If there’s one thing we are learning from our ever-increasing fount of genetic knowledge, it’s that the relationships between genes and diseases are often complex. The more mutations we find and the more genes we associate with particular diseases, the more tangled the web appears. But with thousands of biomarkers available to us and new ones discovered all the time, how do we determine which are truly causative, which associated, and which merely coincidence?
A team of researchers from King Abdullah University of Science and Technology is harnessing the power of artificial intelligence to do just that, with a new deep learning model that the researchers say outperforms existing methods. They call their approach GCN-MF: graph convolutional networks and matrix factorization (1).

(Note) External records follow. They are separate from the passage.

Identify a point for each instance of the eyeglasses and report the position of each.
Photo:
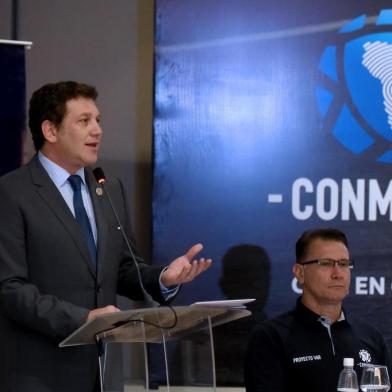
(330, 263)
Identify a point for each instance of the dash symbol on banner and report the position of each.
(275, 198)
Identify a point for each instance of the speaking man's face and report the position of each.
(75, 142)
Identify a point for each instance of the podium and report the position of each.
(156, 325)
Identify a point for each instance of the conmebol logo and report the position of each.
(355, 91)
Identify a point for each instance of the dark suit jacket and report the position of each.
(48, 283)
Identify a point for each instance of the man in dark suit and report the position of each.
(57, 272)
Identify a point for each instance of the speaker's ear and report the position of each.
(298, 271)
(49, 130)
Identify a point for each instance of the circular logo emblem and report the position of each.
(354, 94)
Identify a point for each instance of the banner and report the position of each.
(272, 118)
(12, 105)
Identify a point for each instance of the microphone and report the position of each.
(101, 179)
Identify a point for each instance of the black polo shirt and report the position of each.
(296, 352)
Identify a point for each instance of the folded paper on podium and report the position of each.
(158, 325)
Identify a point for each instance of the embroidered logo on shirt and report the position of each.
(365, 356)
(308, 358)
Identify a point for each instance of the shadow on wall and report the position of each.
(245, 274)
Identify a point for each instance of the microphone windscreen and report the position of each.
(99, 175)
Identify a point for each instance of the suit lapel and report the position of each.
(54, 200)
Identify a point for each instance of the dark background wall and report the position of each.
(110, 45)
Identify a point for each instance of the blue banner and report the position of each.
(12, 105)
(271, 118)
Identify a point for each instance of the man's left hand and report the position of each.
(185, 268)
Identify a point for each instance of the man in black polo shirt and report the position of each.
(303, 350)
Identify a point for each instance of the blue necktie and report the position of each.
(81, 215)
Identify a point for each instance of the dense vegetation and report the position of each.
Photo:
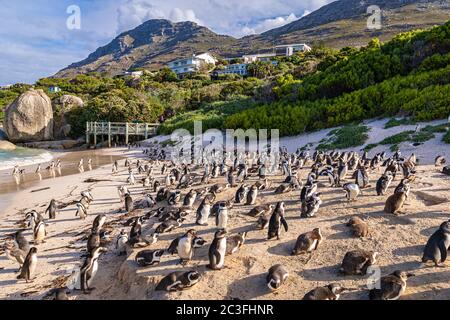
(407, 76)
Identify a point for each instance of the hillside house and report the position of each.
(192, 64)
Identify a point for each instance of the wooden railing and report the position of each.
(119, 129)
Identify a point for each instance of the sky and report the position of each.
(40, 37)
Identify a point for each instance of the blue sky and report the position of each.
(35, 41)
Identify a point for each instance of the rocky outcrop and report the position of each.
(62, 106)
(6, 145)
(29, 117)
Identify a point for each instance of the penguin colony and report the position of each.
(172, 193)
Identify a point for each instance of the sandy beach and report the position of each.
(399, 240)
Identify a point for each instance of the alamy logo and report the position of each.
(74, 20)
(374, 20)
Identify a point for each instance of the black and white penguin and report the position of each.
(222, 217)
(81, 211)
(169, 225)
(203, 212)
(149, 257)
(436, 248)
(352, 191)
(332, 291)
(264, 209)
(276, 222)
(39, 232)
(121, 243)
(129, 207)
(391, 287)
(190, 198)
(241, 194)
(28, 269)
(99, 221)
(235, 242)
(311, 206)
(356, 262)
(439, 161)
(89, 269)
(217, 250)
(51, 209)
(276, 277)
(308, 242)
(252, 195)
(383, 183)
(179, 280)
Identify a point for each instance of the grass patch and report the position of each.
(346, 137)
(393, 122)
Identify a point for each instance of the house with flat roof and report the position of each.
(288, 50)
(192, 64)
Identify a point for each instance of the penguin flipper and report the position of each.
(443, 250)
(285, 225)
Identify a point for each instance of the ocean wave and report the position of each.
(23, 157)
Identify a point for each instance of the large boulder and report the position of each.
(29, 117)
(6, 146)
(62, 106)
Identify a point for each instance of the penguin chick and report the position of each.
(276, 277)
(391, 287)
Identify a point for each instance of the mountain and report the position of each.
(338, 24)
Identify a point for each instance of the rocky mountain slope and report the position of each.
(338, 24)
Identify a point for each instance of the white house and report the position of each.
(191, 64)
(240, 68)
(289, 49)
(54, 89)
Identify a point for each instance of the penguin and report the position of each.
(121, 243)
(217, 250)
(89, 269)
(99, 221)
(383, 183)
(358, 227)
(93, 240)
(241, 194)
(235, 242)
(29, 266)
(203, 212)
(184, 246)
(439, 161)
(261, 210)
(33, 218)
(128, 203)
(352, 191)
(252, 195)
(332, 291)
(174, 198)
(277, 220)
(437, 245)
(169, 225)
(222, 217)
(356, 262)
(311, 206)
(395, 202)
(149, 257)
(276, 277)
(308, 242)
(263, 221)
(190, 198)
(81, 211)
(392, 286)
(179, 280)
(39, 232)
(51, 209)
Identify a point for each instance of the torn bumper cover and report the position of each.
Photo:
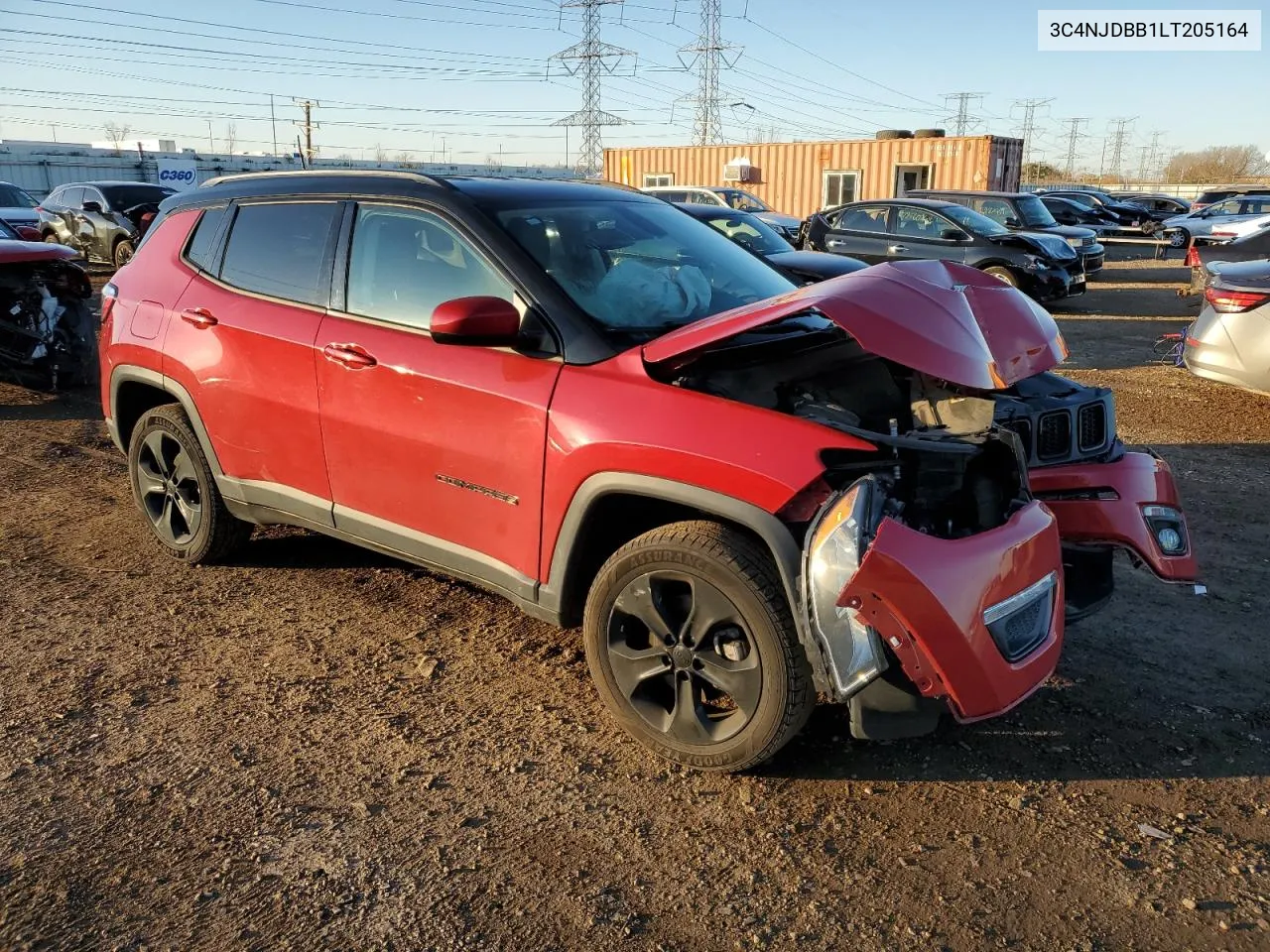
(1130, 503)
(975, 621)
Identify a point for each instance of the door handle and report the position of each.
(352, 356)
(199, 316)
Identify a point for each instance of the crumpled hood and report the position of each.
(940, 317)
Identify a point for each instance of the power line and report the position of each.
(707, 55)
(589, 56)
(1074, 136)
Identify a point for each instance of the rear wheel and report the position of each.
(1003, 275)
(694, 651)
(173, 486)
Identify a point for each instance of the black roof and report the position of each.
(399, 184)
(969, 191)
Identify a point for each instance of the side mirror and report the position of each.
(488, 321)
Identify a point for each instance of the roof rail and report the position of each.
(340, 173)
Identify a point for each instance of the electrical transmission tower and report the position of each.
(1118, 140)
(962, 119)
(589, 59)
(308, 127)
(1074, 136)
(1030, 107)
(707, 55)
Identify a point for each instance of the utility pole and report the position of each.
(1074, 136)
(962, 119)
(707, 55)
(1030, 107)
(308, 127)
(588, 59)
(1119, 140)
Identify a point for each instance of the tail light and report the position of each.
(109, 295)
(1234, 301)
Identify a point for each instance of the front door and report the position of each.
(434, 449)
(910, 178)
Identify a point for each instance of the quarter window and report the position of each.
(200, 245)
(405, 262)
(282, 250)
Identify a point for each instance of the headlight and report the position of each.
(1167, 527)
(837, 543)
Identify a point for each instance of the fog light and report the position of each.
(1169, 529)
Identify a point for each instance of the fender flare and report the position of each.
(780, 542)
(131, 373)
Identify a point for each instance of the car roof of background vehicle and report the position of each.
(397, 184)
(942, 317)
(18, 252)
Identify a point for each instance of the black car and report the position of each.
(902, 229)
(1021, 211)
(1069, 212)
(102, 220)
(1125, 214)
(758, 238)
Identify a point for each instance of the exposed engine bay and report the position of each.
(46, 324)
(952, 470)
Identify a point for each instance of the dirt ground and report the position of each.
(318, 748)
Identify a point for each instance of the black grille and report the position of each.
(1055, 435)
(1091, 424)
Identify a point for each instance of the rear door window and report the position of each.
(282, 250)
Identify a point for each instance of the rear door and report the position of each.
(243, 343)
(920, 234)
(434, 449)
(858, 231)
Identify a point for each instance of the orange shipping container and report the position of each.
(799, 178)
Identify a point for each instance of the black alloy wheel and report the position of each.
(683, 657)
(168, 486)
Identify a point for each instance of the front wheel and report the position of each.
(123, 252)
(693, 647)
(1003, 275)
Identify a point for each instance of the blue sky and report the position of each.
(470, 77)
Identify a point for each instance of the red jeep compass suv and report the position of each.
(746, 493)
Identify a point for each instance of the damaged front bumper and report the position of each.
(1130, 503)
(971, 622)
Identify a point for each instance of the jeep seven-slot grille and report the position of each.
(1091, 426)
(1055, 435)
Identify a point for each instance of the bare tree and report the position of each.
(117, 134)
(1216, 164)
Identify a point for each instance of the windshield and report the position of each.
(973, 221)
(1034, 212)
(639, 268)
(125, 197)
(13, 197)
(751, 232)
(742, 200)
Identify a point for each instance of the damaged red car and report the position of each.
(747, 494)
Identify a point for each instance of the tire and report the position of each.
(1003, 275)
(123, 252)
(175, 489)
(647, 673)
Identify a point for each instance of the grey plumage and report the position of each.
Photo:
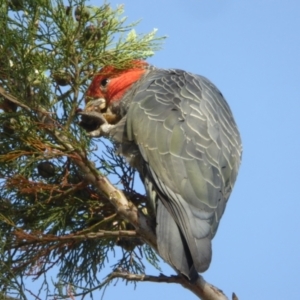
(179, 132)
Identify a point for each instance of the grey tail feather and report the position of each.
(172, 245)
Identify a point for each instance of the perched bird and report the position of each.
(178, 131)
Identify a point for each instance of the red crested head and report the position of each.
(111, 83)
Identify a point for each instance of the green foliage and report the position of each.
(49, 216)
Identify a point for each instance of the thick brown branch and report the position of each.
(201, 288)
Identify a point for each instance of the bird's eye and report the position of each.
(104, 82)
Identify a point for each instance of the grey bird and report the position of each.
(178, 131)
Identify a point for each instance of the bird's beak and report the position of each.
(91, 116)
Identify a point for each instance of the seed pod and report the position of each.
(91, 33)
(81, 14)
(62, 78)
(46, 169)
(9, 126)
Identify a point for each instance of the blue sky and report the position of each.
(251, 51)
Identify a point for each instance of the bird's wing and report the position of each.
(187, 136)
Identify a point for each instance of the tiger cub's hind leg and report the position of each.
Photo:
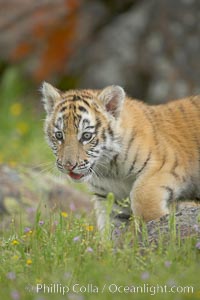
(152, 194)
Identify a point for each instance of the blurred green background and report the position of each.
(151, 48)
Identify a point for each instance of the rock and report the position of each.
(152, 50)
(178, 226)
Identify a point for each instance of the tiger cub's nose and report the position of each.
(70, 166)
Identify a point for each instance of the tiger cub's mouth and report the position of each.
(76, 176)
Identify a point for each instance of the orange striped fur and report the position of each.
(148, 154)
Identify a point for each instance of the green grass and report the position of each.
(64, 250)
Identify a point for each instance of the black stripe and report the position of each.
(76, 98)
(144, 164)
(81, 108)
(103, 135)
(133, 164)
(133, 134)
(100, 195)
(163, 162)
(150, 114)
(175, 165)
(170, 192)
(63, 108)
(110, 131)
(98, 124)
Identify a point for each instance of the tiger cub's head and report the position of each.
(80, 127)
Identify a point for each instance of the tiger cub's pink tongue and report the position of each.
(74, 175)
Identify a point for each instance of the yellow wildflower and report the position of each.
(16, 109)
(15, 257)
(28, 261)
(22, 128)
(38, 280)
(89, 227)
(64, 214)
(12, 163)
(1, 158)
(15, 242)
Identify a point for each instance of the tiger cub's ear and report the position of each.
(50, 95)
(113, 99)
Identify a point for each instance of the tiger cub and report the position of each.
(148, 154)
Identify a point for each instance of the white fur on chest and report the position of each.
(118, 186)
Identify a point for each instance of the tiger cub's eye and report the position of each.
(59, 135)
(86, 136)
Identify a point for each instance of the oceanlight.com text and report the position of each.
(57, 288)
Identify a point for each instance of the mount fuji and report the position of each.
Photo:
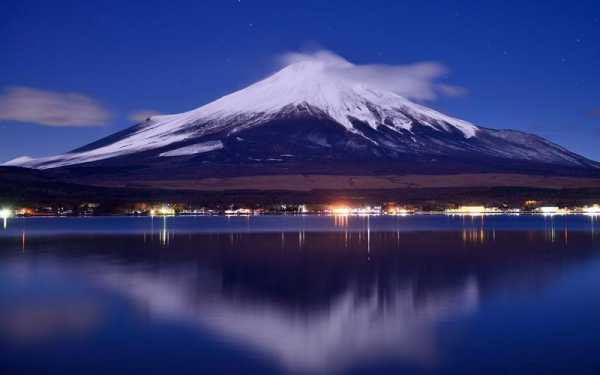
(311, 119)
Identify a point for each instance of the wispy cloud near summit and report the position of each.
(51, 108)
(419, 81)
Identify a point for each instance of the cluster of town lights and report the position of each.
(5, 214)
(162, 211)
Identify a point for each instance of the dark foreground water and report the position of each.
(312, 294)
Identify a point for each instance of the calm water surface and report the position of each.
(301, 294)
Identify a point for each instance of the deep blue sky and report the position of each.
(532, 66)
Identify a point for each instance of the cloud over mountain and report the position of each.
(419, 81)
(51, 108)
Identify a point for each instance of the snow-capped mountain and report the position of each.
(307, 118)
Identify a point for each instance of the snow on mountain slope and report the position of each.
(304, 83)
(367, 119)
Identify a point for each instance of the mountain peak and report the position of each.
(344, 116)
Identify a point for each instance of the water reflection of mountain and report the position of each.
(318, 301)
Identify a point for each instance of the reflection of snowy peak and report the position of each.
(309, 112)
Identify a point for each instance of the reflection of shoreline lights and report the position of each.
(591, 210)
(552, 210)
(5, 214)
(239, 211)
(473, 210)
(163, 211)
(398, 211)
(345, 211)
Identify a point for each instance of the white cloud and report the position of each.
(51, 108)
(418, 81)
(142, 115)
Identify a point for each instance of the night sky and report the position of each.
(71, 72)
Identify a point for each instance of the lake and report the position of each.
(422, 294)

A graph convolutional network is a deep learning model that, in this case, analyzes how genes network and the similarities among genetic diseases. The resulting data is then organized into matrices that yield further information on gene–disease associations. Unlike existing methods, which are based on linear models, GCN-MF can examine nonlinear associations to yield brand-new information about the genes involved in complex diseases.
“By making use of more information, we achieved better accuracy than the state-of-the-art methods currently in use,” first author Peng Han said in a recent press release (2). He cautions, though, that the model isn’t yet ready for prime time. First, he and his colleagues need to incorporate new types of data and challenge it with new types of problems – and then, hopefully, GCN-MF can make its debut in the clinic.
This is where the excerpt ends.